Nadhim Zahawi Says The Delta Variant Changed Things On Vaccine Passports
Vaccine minister Nadhim Zahawi has defended government plans to introduce vaccine passports to large venues by the end of the month, stating the Delta variant of Covid-19 has “changed things”.
Zahawi told LBC’s Nick Ferrari this morning that checking vaccination status is the "right thing to do" to ensure businesses can remain open and to avoid a fourth national lockdown.
Contradicting statements made in February that introducing vaccine passports would be “discriminatory”, the minister argued that the high contagion levels of the Delta variant have changed the public health landscape.
"I was asked this question in Parliament yesterday, people were saying 'why did you say in January or February that you had no plans to have vaccine passports and now you've changed your mind?'" the minister said.
"I say that the difference is... the delta variant, which is far more infectious than its previous incarnations," he responded.
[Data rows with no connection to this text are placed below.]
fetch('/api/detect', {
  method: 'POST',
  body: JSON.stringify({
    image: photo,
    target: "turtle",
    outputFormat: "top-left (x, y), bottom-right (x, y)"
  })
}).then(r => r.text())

"By the end of September all 18 year olds will have had a chance to be double vaxinated, then we are absolutely looking at using vaccine certification as a way of reducing... the risk of superspreader events where large numbers of people congregate in indoor spaces. The worst thing that can happen is that these clubs need to be shut down again."
The government supported several pilot events in April and May this year to explore whether checking Covid status could be used to prevent outbreaks.
Attendees of the events — which included the FA Cup final and the World Snooker Championship — were required to show a negative Covid test or proof of full vaccination.
But Zahawi confirmed on Sunday that producing a negative test result will soon no longer be enough to gain access to stadiums, nightclubs and other large venues.
Zahawi also dismissed a report in the i today claiming that contingency plans have been drawn up for a firebreak lockdown next month, should coronavirus cases continue rising and threaten to overload the NHS.
According to the newspaper, a source from the government’s Scientific Advisory Group for Emergencies (Sage) said: “This is essentially the precautionary break that Sage suggested last year,” said the Sage source. It would be sensible to have contingency plans, and if a lockdown is required, to time it so that it has minimal economic and societal impact.”
Responding to the report, Zahawi said he hasn’t seen any plans for an October lockdown.
“I think the really important thing to say is that it is the booster programme that will allow us to protect the most vulnerable”, the minister told LBC.
“We will probably break the records that we set in the first phase of the vaccination programme because we’ll be boosting probably around 35 million people,” he continued.
“Public Health England’s data has shown that we’ve saved 100,000, over 20 million infections and many people have not had to go to hospital. That’s how we continue on a one way street of keeping the economy open without having to regress into other non-pharmaceutical interventions.”